Halb belustigt, halb gereizt reagiert Trauerwein auf die permanenten Versuche der DV-Fachpresse, die IBM madig zu machen, als Monopolistin abzustempeln.

Da wird immer wieder darauf herumgeritten, der Marktführer kümmere sich einen Dreck um die Anliegen der Anwender, habe nur den eigenen Profit im blauen Auge. Tun das nicht alle DV-Hersteller? Nur sind die eben nicht so erfolgreich. Große allein kann man jedoch Big Blue schwerlich als Nachteil ankreiden.

Warum wird nicht gefragt, worauf das IBM-Phänomen zurückzuführen ist? Es scheint kaum denkbar, daß der Rechnerriese mit markigem Marketing, aber miesen Produkten erfolgreich sein könnte, wie Beobachter der DV-Szenerie lästern.

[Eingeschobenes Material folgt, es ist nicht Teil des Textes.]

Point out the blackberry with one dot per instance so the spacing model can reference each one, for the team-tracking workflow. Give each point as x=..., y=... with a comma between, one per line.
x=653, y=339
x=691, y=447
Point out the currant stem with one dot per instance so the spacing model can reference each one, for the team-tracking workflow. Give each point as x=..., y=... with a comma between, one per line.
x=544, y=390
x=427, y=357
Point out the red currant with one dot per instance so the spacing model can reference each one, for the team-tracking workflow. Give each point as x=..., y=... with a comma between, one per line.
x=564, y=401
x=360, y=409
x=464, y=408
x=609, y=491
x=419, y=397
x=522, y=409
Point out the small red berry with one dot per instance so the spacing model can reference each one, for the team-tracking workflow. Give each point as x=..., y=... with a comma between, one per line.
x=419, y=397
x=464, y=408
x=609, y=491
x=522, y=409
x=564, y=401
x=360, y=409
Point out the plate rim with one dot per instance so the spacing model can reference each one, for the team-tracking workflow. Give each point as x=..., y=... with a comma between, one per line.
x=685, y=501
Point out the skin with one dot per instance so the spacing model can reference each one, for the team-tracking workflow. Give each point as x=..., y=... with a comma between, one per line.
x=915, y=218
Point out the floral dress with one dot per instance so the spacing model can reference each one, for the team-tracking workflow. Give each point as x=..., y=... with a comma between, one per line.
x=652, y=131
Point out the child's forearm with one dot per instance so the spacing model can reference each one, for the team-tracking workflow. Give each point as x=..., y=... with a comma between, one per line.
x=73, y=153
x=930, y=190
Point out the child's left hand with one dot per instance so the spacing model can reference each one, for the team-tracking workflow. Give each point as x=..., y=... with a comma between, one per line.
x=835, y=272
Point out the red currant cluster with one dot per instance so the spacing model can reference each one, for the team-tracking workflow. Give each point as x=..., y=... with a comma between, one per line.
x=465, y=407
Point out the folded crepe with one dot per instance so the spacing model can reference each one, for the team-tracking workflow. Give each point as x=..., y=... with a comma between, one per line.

Nein, es ist ganz einfach so, daß die Konkurrenz schläft, sich nichts einfallen läßt, was den IBM-Kunden umstimmen könnte. Dem ist es letztlich lieber, fünf IBM-Berater wissen nichts, als daß sich im Katastrophenfall - wie bei den Kleinen - überhaupt niemand für inkompetent erklärt.

Außerdem: Auf ihrem Weg nach unten entwickeln die Nicht-lBM-Anbieter ein besonderes Talent zur Verdrängung von Niederlagen. Da heißt etwa Apple den großen Mainframer noch herzlich im Mikromarkt willkommen ("Welcome IBM"), anstatt ihm - zumindest verbal - einen auf die Nase zu hauen.

Merke: Solche Höflichkeit imponiert nur Anwendern, die selbst stark und mündig sind.